Megafaun n’avait pas emporté de grands suffrages lors de notre première rencontre au
Point Ephémère alors qu’ils se produisaient en première partie d’
Akron/Family. Et l’écoute qui suivit de leur premier album n’avait pas inversé la tendance. Avec ce nouvel
ep, le trio vient de trouver sa voie en s’appropriant le genre et en offrant une nouvelle lecture du répertoire immortalisé par leurs confrères d’
Akron Family.
Heretofore offre un format court, un peu plus de 20 minutes pour 6 titres, une écriture concise pour une série de titres rassemblant la substantifique moelle de ce trio basé en Caroline du Nord. Si le groupe marchait avec une démarche véritablement scolaire en empreintant les pas de leurs aînés, cet opus offre un panorama entre expérimental et balades folk décomplexées. A l’image du titre d’ouverture qui marque déjà la tendance. Ici les chœurs marquent le la, au pas d’une rythmique faisant office de métronome. Les sonorités électroniques hantent ce titre et donnent au groupe une épaisseur et une certaine originalité dans le propos. On est d’emblée sous le charme et ce n’est que le début. Un titre aérien et vaporeux qui s’éteint comme il a débuté sans esclandres mais en laissant une sensation de paix christiques (il faut voir l’allure du batteur pour vite faire le rapprochement avec celui qui multipliait les petits pains à volonté pour ses condisciples). Et c’est là que le groupe fait fort en débutant cet
ep avec une prière incantatoire peuplée de moments de flottements bruitistes.
S’en suit le titre
Carolina days qui nous installe dans le fauteuil d’une vieille fourgonnette aux allures cabossées et qui nous donne envie de laisser le paysage défiler à la vitesse d’un tracteur. Un folk rock classique et foncièrement
vintage du plus bel effet. Un moment de pause qui pousse l’envie d’appuyer sur le champignon et de se perdre vers l’horizon. Un tube qui donne envie de reprendre à tue-tête le refrain jusqu’à se défragmenter les amygdales dans une casse automobile. On l’aura compris, le groupe joue avec les classiques, on pense parfois aux
Eagles, à
Creedance Clearwater Revival, sans pour autant hurler au plagiat, mais avec le bonheur de se laisser aller à la chose.
Place à
Eagle qui propose un trait d’union entre
Devendra Banhart et les excellents
Skeletons (écoutez au passage leurs excellents albums
Money), un chef-d’œuvre dans le genre folk jazz déglingué des plus réjouissant). Là aussi l’enthousiasme est toujours en place dans ce titre qui installe des boucles répétitives et bancales au plaisir (piano, xylophone, saxophone et tout ce qui traîne à portée de main). Après avoir fait le lien entre le folk et le rock, le groupe propose d’en faire de même avec le jazz et le folk. Pas de problème la sauce prend toujours aussi bien. C’est fin, c’est espiègle et ça se finit en chœur avec les amis. Parfait.

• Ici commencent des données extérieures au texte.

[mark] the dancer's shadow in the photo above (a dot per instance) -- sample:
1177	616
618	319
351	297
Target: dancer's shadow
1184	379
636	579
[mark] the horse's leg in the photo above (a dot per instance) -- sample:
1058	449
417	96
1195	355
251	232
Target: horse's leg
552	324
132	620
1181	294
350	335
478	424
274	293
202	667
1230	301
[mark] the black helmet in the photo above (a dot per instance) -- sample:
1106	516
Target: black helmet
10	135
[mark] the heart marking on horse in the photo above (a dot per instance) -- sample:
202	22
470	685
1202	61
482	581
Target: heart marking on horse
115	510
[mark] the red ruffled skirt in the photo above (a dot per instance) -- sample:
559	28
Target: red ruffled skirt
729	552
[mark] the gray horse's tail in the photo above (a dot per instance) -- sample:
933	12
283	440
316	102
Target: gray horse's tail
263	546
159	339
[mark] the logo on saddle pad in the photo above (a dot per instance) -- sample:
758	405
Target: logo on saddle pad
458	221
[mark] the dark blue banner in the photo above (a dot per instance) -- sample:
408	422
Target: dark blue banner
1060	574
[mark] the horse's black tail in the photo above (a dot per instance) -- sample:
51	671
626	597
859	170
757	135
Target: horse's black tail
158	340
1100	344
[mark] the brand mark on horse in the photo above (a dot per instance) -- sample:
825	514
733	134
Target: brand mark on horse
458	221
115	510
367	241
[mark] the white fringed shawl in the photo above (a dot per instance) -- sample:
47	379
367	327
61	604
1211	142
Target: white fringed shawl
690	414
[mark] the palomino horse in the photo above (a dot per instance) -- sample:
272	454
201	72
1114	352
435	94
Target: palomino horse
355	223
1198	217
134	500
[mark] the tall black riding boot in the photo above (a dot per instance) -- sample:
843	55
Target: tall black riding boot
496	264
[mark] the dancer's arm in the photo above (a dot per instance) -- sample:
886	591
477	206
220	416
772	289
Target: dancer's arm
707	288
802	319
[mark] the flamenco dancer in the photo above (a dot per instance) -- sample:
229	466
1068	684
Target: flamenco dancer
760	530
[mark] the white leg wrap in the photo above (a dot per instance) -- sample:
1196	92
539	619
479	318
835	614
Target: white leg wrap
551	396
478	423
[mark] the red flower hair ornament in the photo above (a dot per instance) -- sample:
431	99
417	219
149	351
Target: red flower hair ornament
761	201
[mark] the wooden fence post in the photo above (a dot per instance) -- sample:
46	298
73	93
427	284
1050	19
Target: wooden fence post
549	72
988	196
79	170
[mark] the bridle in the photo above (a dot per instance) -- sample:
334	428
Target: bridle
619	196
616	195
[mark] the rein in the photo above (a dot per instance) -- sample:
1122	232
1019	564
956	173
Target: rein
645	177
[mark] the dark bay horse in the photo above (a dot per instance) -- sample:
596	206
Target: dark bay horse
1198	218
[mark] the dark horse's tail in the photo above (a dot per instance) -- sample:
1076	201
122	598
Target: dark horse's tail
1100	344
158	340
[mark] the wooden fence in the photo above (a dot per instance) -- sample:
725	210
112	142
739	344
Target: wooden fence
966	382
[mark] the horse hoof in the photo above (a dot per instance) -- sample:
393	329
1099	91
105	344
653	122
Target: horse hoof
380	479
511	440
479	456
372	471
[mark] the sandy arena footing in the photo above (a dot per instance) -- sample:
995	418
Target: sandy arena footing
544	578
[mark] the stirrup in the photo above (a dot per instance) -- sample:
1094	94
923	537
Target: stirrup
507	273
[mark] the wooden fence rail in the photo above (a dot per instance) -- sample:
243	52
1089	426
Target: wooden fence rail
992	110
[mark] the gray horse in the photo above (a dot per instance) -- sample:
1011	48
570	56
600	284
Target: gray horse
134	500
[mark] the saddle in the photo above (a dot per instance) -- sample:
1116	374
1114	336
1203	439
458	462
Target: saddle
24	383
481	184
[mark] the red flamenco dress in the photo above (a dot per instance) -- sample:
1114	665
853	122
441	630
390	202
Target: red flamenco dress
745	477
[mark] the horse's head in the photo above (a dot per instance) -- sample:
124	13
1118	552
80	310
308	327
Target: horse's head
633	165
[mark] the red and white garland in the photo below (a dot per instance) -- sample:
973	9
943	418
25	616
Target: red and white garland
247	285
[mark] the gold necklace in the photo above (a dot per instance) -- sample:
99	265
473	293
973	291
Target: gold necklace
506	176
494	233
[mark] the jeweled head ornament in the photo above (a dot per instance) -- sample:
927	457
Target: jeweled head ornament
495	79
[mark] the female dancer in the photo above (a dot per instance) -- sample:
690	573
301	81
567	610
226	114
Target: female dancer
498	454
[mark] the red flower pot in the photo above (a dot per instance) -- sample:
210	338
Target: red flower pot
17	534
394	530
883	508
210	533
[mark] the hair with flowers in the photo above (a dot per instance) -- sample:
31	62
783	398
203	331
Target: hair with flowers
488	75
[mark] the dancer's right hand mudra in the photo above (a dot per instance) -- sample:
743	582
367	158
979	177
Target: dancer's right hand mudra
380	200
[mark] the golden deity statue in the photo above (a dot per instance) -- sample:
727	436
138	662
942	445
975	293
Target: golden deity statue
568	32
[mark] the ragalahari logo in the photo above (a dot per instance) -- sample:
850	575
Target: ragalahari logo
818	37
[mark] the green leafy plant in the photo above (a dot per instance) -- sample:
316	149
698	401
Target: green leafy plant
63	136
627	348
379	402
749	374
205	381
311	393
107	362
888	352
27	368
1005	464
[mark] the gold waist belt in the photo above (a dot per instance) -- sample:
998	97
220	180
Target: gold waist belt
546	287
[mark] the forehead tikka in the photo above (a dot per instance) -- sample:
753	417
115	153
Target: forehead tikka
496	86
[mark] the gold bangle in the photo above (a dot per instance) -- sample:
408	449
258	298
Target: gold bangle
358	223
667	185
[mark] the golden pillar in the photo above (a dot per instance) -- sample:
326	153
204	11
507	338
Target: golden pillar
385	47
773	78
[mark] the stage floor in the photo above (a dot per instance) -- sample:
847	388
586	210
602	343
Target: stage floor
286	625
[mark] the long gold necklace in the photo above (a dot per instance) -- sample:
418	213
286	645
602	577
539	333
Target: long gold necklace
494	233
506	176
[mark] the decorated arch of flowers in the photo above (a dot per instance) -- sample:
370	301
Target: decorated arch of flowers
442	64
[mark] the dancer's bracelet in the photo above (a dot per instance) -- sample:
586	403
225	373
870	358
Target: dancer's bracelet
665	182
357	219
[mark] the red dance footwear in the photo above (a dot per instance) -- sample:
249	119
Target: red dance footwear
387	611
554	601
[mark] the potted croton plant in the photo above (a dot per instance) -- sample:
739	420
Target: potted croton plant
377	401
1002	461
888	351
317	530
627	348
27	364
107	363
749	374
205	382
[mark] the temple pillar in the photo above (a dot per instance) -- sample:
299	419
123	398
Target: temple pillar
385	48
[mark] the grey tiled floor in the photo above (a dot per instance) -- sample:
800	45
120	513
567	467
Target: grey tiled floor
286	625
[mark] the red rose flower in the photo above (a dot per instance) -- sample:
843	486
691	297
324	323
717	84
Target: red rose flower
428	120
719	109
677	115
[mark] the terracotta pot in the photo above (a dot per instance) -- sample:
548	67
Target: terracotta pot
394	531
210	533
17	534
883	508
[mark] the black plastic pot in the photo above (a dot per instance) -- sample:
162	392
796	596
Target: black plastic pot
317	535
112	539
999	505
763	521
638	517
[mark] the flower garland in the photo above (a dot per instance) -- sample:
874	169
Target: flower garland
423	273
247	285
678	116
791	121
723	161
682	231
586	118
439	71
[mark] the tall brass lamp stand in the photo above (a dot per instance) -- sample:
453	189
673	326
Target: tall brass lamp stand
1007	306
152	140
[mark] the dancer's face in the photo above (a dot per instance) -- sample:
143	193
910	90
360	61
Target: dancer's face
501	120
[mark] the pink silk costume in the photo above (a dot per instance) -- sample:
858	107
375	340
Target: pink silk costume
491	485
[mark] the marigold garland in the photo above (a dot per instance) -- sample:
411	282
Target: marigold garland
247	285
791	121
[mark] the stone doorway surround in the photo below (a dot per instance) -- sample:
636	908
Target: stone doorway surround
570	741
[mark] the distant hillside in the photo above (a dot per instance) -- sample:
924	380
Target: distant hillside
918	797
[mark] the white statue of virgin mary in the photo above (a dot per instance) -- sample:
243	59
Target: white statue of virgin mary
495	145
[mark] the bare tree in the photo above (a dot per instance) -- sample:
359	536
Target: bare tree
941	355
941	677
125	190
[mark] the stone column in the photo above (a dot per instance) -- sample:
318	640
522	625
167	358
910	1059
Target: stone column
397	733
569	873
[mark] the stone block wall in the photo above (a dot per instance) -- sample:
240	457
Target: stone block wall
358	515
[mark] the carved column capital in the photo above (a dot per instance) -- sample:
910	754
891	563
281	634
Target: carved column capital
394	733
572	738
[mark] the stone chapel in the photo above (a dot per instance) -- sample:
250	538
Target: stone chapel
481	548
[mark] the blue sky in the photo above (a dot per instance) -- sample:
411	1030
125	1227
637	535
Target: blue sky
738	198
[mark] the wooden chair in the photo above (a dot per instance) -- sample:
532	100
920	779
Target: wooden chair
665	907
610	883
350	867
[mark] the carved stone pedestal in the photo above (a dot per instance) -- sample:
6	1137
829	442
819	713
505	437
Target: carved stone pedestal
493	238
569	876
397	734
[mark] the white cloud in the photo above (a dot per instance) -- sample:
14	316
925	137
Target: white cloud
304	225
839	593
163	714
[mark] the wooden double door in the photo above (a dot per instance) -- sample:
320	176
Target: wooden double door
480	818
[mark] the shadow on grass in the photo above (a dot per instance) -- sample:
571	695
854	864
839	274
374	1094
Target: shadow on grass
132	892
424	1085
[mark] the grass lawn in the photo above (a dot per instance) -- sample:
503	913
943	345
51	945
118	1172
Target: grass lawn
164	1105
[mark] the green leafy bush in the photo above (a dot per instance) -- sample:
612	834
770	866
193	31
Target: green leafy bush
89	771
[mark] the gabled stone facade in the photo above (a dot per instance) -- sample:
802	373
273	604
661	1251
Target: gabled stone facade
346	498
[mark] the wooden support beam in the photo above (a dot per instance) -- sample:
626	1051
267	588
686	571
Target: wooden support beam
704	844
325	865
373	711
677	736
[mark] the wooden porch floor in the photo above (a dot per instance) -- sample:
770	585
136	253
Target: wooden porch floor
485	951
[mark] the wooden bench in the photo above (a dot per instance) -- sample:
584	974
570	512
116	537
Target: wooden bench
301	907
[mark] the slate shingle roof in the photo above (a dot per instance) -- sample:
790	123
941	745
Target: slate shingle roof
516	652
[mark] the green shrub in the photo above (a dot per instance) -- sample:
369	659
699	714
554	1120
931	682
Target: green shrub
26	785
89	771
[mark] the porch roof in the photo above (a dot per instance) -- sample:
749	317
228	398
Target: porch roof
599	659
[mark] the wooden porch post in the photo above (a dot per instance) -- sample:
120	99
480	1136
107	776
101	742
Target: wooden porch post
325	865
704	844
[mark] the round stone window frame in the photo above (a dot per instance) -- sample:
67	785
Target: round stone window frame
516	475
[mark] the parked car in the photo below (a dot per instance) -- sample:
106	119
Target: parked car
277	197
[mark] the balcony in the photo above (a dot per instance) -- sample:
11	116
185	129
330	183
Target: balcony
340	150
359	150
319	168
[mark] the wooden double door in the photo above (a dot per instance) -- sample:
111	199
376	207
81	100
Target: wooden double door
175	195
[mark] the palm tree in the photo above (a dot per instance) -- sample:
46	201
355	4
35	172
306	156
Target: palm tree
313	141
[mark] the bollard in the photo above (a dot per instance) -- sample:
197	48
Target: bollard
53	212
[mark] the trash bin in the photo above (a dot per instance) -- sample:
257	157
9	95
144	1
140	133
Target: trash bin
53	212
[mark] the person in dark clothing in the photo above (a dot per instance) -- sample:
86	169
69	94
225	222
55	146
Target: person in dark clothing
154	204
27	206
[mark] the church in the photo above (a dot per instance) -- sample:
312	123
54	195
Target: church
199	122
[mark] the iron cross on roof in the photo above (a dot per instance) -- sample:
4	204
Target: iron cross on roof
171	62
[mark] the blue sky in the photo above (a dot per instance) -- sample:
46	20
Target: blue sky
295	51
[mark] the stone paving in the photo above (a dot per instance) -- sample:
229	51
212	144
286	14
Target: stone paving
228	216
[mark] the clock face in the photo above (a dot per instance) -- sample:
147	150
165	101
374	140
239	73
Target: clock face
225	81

Volonteers quant à lui offre un hommage en s’inspirant du répertoire de leurs amis d’
Akron/ Family au son du banjo. Une ritournelle qui sent bon le foin et qui donne envie de se perdre dans la forêt ou de tenir un arbre par la main…
Comprovisation for Connor Pass (la plus haute montagne d’Irlande) est le sommet de cet
ep. Le jazz rencontre la country. Une rêverie musicale entre ballade contemplative et dédales expérimentaux. Un petit chef-d’œuvre où guitares et saxophone sombrent dans une spirale de folie douce et nostalgique. Et quand le tout glisse vers une douceur baignée par les cordes, ce n’est que pour mieux installer un final tout en subtilité en intensité. Du grand art qui rappelle le travail de
Rachel’s. Une spirale répétitive qui tourne sur elle-même à l’image d’une tornade au crépuscule de sa vie, et en contrepoint une nature qui semble renaître et reprendre son court.
Le groupe reprendra le banjo pour un final tout en douceur. Violons et vrombissement sont en contrepoint et laissent un sentiment de béatitude. Une célébration de la nature et le chef-d’œuvre d’un groupe qui vient d’éclore en cette fin d’année 2010.